“If I hadn’t followed orders, I would have been shot myself” the culprits say, and their defense attorneys call it “acting under superior orders” when someone is indicted for crimes committed during World War II. A handy excuse, this alleged moral dilemma. Except that it is a myth.
It was only during an internship with the Central Office for the Investigation of Nazi Crimes that I learnt that no cases are known in which German soldiers or members of the SS were executed for disobeying blatantly illegal orders, like orders for mass shootings of civilians. The worst consequences were the absence of further promotions or being ordered to a different posting, sometimes to a desk job in Germany, which wasn’t very exciting but still better than a winter in Stalingrad.
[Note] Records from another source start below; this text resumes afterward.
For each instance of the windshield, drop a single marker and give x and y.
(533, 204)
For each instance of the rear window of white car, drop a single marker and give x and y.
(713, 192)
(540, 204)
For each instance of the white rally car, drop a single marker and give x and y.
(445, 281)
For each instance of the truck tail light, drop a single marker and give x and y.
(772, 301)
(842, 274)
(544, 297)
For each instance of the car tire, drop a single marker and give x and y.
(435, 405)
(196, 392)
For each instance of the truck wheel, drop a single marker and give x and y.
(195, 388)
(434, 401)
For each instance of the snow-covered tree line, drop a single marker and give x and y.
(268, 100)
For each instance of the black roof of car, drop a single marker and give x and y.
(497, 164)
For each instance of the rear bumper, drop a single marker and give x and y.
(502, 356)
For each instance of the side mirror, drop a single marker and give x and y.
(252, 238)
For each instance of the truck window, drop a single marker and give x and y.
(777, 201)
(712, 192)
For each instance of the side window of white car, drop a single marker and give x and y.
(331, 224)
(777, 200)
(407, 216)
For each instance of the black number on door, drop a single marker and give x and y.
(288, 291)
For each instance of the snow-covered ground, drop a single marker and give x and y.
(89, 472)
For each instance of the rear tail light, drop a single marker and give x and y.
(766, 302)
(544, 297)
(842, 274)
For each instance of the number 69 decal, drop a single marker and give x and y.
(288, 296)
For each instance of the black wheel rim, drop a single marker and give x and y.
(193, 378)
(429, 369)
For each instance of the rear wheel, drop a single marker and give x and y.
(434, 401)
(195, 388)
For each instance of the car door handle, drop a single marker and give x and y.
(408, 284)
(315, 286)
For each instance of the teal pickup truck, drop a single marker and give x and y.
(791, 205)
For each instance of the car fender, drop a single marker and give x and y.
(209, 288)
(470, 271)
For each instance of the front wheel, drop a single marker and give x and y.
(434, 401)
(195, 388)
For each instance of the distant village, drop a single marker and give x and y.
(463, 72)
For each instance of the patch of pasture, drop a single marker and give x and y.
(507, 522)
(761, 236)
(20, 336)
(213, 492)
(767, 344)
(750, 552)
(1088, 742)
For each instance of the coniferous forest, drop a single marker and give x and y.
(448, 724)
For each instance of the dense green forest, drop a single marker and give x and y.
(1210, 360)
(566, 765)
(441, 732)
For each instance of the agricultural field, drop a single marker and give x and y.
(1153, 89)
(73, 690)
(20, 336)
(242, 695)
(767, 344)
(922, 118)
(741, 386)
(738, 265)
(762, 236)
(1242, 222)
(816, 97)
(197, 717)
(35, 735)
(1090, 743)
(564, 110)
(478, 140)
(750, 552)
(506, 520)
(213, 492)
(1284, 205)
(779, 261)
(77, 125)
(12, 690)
Unexpectedly, I stumbled across an example a few days ago when I wandered around the southern Italian port city of Trani. In the Square of the Republic, enjoying the shade of the palm trees and listening to the nearby water fountain, there is this memorial:
Rows of names chiseled into a slab of concrete usually remind us of historical catastrophes, and when I read the date of 18 September 1943, I could already imagine what it was about. Two weeks prior, Italy, which had until then fought alongside Nazi Germany, had agreed an armistice with the Allies. All of a sudden, Germans and Italians were no longer partners. The Wehrmacht was now an occupying army and behaved accordingly, offering its typical range of war crimes.
Thus I expected a memorial tablet for another massacre, but stumbled when I got to the passage “… and the noble gesture of the German commander Friedrich Kurtz”. That didn’t fit. Something else must have happened here.
Indeed: a few days before 18 September 1943 five German soldiers had been killed in an ambush close to Trani. The Germans assumed that Italian partisans were the perpetrators and, in line with Wehrmacht custom at that time, First Lieutenant Kurtz received the order to shoot 50 male citizens of the small town as a reprisal. The hostages had already been gathered, the firing squad was ready, when the mayor, the archbishop and the wives of some of the hostages asked to speak with Kurtz.
The German commander permitted them to plead their case and decided in the afternoon that the German forces would leave the town without shooting any of the hostages. The 54 men gathered in the town square survived thanks to this refusal to obey orders. At that time, the Allied forces had already landed on mainland Italy and British troops were just about to take Trani. Kurtz’ decision may have been influenced by this.
An obvious refusal to carry out an order, during wartime, close to the frontline. What happened to First Lieutenant Kurtz? He remained an officer, although he received no further promotion. The same fate befell the (few) German soldiers who refused to obey orders relating to atrocities against the civilian population elsewhere. There is no trace of duress or severe negative consequences.
One month later, on 18 October 1943, the Italian king came to Trani and awarded medals of valor to the mayor and the bishop. But in the decades that followed, the talk of the town again and again returned to the “good German”, whose identity nobody knew and who had never came forth himself. Only in 2003 did a systematic research begin and the lay historians finally identified Friedrich Kurtz. He didn’t notice anything of that or of the inauguration of the memorial in 2005. He had already died in 1993.